Kementan Gencarkan Penyerapan Ayam Peternak Rakyat di Tengah Anjloknya Harga

Kementerian Pertanian (Kementan) mengambil langkah proaktif dalam mengatasi permasalahan anjloknya harga ayam hidup (livebird) di tingkat peternak rakyat. Melalui Direktorat Jenderal Peternakan dan Kesehatan Hewan (PKH), Kementan menyerukan kepada seluruh elemen industri pakan dan pelaku usaha dalam rantai pasok perunggasan untuk bersama-sama menyerap ayam hidup dari peternak mandiri.

Direktur Jenderal PKH Kementan, Agung Suganda, menekankan pentingnya gotong royong lintas sektor dalam menstabilkan harga livebird. Dalam Rapat Koordinasi Dukungan Pakan terhadap Stabilisasi Harga Livebird yang diselenggarakan di Jakarta, Agung secara khusus meminta kontribusi aktif dari perusahaan pakan terintegrasi, pabrik pakan non-budidaya, serta para pedagang bahan baku pakan. Agung menekankan bahwa dukungan dari berbagai pihak sangat krusial untuk menjaga keberlangsungan usaha peternak rakyat.

Agung menghimbau perusahaan pakan terintegrasi untuk terus meningkatkan penyerapan ayam berukuran besar. Pabrik pakan non-budidaya juga diharapkan dapat memberikan kontribusi signifikan dalam menyerap livebird. Bahkan, para trader bahan pakan unggas pun diimbau untuk turut serta membantu peternak dengan menyerap ayam mereka. Menurut Agung, seluruh pihak ini merupakan bagian integral dari mata rantai bisnis pakan dan memiliki tanggung jawab untuk menjaga keseimbangan pasar.

Sebagai bentuk komitmen terhadap upaya stabilisasi harga, Agung meminta seluruh bentuk dukungan yang diberikan oleh para pelaku usaha dilaporkan secara berkala kepada Direktorat Jenderal Peternakan dan Kesehatan Hewan. Hal ini bertujuan untuk memantau efektivitas langkah-langkah yang diambil dan memastikan bahwa upaya pemerintah dalam menjaga harga livebird tetap layak dapat berjalan optimal.
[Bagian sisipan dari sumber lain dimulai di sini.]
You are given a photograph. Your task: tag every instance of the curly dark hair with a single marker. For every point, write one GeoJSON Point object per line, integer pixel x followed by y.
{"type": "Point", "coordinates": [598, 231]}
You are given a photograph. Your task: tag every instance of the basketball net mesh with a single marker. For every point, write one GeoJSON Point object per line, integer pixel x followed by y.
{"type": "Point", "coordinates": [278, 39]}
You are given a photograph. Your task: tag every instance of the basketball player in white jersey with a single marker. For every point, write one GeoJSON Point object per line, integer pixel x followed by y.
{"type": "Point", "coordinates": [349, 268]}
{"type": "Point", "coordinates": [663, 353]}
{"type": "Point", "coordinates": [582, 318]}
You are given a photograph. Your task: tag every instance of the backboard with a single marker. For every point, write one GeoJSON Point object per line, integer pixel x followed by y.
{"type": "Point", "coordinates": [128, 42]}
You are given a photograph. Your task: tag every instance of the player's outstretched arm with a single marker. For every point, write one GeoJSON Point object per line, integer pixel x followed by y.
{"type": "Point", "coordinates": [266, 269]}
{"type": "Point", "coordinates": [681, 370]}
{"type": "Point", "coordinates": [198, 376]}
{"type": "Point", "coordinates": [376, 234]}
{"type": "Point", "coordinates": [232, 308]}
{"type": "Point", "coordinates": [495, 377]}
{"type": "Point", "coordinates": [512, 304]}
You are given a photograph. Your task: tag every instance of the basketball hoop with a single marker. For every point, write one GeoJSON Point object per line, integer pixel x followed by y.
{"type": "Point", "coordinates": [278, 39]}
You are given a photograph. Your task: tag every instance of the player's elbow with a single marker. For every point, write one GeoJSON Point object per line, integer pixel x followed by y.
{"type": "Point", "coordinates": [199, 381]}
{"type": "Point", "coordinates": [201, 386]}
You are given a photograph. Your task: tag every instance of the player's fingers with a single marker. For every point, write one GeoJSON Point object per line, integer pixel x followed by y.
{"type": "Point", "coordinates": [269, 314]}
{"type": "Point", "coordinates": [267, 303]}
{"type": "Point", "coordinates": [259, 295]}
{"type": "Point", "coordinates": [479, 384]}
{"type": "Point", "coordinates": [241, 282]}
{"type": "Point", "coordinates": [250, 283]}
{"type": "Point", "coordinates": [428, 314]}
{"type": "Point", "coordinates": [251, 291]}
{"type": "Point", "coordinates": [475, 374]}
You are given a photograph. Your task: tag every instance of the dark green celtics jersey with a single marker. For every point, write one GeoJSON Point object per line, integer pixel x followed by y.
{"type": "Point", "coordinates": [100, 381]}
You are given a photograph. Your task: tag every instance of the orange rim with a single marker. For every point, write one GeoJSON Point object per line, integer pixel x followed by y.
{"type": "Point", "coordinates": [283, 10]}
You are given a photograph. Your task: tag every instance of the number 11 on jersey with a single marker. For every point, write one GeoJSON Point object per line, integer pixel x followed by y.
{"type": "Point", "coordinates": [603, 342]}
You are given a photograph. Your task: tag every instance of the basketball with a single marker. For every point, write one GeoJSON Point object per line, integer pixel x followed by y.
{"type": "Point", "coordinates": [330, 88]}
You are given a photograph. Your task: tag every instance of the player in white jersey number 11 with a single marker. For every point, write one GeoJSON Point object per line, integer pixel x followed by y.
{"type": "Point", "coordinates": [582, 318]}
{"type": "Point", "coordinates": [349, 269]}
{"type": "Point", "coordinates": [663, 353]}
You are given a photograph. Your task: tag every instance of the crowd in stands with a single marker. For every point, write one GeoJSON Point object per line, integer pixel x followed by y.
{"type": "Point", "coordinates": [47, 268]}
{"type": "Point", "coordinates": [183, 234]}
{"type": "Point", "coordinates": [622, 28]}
Agung juga mengingatkan bahwa disparitas harga antara pakan yang tinggi dan harga jual ayam hidup yang rendah dapat berakibat fatal bagi peternak rakyat. Kondisi ini dapat melemahkan semangat peternak untuk terus berproduksi. Jika peternak terpaksa berhenti berproduksi, permintaan terhadap pakan juga akan menurun, yang pada akhirnya akan merugikan seluruh pihak dalam industri perunggasan.

Kondisi harga ayam hidup saat ini memang memprihatinkan. Data dari Badan Pangan Nasional (Bapanas) menunjukkan bahwa harga livebird di beberapa wilayah, seperti Jawa Tengah, Jawa Timur, Jawa Barat, dan Jabodetabek, berada di kisaran Rp13.200 hingga Rp14.400 per kilogram berat hidup. Angka ini jauh di bawah titik impas (BEP) yang seharusnya berada di level Rp19.000 per kilogram, bahkan lebih rendah dari Harga Acuan Penjualan (HAP) yang ditetapkan sebesar Rp25.000 per kilogram.

Ombudsman Republik Indonesia (RI) bahkan mengungkapkan bahwa peternak ayam mengalami kerugian yang signifikan setelah Lebaran 2025. Berdasarkan keluhan dari para peternak di Jawa Barat, harga ayam hidup sempat menyentuh angka Rp11.000-12.000 per kilogram pada awal April 2025. Dengan acuan harga ayam hidup sebesar Rp23.000-35.000 per kilogram sesuai dengan Peraturan Badan Pangan Nasional (Bapanas) Nomor 6 Tahun 2024, kerugian yang dialami peternak diperkirakan mencapai Rp86,4 miliar per minggu.

Anggota Ombudsman RI, Yeka Hendra Fatika, menjelaskan bahwa kerugian tersebut dihitung berdasarkan selisih harga jual ayam hidup dengan harga acuan, dikalikan dengan jumlah produksi ayam per minggu. Jika tidak ada intervensi yang cepat dan tepat dari pemerintah, kerugian yang dialami peternak diperkirakan akan terus berlanjut dan dapat mencapai angka yang sangat besar.

Berikut poin-poin penting:

  • Kementan meminta industri pakan dan pelaku usaha unggas menyerap ayam hidup dari peternak.
  • Harga ayam hidup di bawah BEP dan HAP.
  • Peternak merugi miliaran rupiah per minggu.
  • Ombudsman RI menyoroti kerugian peternak.
  • Intervensi pemerintah diperlukan untuk mencegah kerugian lebih lanjut.